I'm sure many of us know or have seen floating around here the idea that if you want something specific or have a complaint, then the best way to go about resolving the issue (except in cases where there is a particular level of urgency and immediate discussion needed) is to say the thing you want/the problem you have one time, then not talk about it again.
First, let's talk a bit about why this works, then we'll get into my recent experience with it.
Why only say it once?
The idea behind this is that he will take what you've said to heart, and act on it as necessary. Continuing to bring it up will only wear him down and may come across as nagging (even if you don't mean it that way).
I had accepted this theory as fact because it seemed reasonable enough, but for a long time I had no way to test the validity of it -- until a few months ago.
A bit of background: neither I nor my boyfriend is particularly traditional. My family, however, is your typical big European family, relatively religious (I am not), and quite traditional.
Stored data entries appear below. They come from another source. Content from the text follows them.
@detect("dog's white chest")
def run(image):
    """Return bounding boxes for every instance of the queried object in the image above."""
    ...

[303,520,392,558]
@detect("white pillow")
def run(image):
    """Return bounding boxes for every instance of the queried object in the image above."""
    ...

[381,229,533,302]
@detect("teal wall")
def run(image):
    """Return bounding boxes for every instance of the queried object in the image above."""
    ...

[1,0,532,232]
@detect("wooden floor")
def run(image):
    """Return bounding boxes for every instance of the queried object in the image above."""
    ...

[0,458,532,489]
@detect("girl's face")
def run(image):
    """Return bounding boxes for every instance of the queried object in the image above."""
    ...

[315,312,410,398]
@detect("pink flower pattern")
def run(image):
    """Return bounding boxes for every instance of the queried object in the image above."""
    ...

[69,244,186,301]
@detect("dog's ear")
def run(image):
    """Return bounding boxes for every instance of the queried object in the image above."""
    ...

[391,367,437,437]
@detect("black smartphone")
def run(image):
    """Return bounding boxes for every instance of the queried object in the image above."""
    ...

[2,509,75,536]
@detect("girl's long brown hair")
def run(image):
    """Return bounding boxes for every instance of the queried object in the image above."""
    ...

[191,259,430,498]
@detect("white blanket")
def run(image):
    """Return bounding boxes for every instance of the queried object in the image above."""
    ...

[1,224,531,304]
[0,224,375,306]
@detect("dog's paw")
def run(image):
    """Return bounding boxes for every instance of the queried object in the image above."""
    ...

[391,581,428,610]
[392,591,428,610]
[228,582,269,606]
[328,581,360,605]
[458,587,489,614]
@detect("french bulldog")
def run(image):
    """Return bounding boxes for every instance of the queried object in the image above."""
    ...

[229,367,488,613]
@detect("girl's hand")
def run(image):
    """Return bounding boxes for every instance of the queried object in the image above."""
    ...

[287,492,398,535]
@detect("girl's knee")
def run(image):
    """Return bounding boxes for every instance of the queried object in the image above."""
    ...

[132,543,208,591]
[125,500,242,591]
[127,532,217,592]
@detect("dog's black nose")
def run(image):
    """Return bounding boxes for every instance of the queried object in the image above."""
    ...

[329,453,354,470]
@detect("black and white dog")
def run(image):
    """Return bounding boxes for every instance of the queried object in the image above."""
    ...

His family is also quite big, but neither religious nor traditional, so he doesn't have quite the same expectations placed on him -- one of these expectations being marriage.
We had previously talked about how he didn't, for various reasons, have any particular interest in getting married, and while I personally am okay with not getting married, I know that my family doesn't feel the same way, and the situation is further complicated by the fact that I am not a native of the country we live in, and the only way I'd be able to stay here after I finish my doctorate would be either: 1. get married or 2. have a child here. (And while we do want to have kids, I'm not interested in having one just so that I can stay in the country.)
So a few months ago I said to him, very simply, "this is important but I'm only going to say it once: I'd like for us to get married one day." And I stuck to my word. Not a mention of marriage (even in completely unrelated contexts) after that. Time went on and because it's not a pressing issue and because I know that his stance had always been quite anti-marriage, I kind of assumed he had forgotten about it.
A few weeks ago, we started playing a quiz game in our free time, where we had to answer questions then guess how the other person responded -- and one of the questions I had to answer was "do you think you'll ever get married?" So of course my response was "no"! He, on the other hand, guessed that I had said "yes". So we talked about it, and he said, in essence, that eventually marrying me was now his plan on how to make sure I could stay in the country once I've finished my PhD.
This may not seem like a lot, but the change in his attitude towards marriage was very surprising (and definitely pleasant), and I highly doubt this could have happened if I had spent the months leading up to this moment constantly talking about how I would eventually need a way to stay in the country, and how my family expected me to get married one day, and how X, Y, and Z cousin of mine were getting married soon, and blah blah blah.
I said it once, I trusted him, and I waited. And it paid off.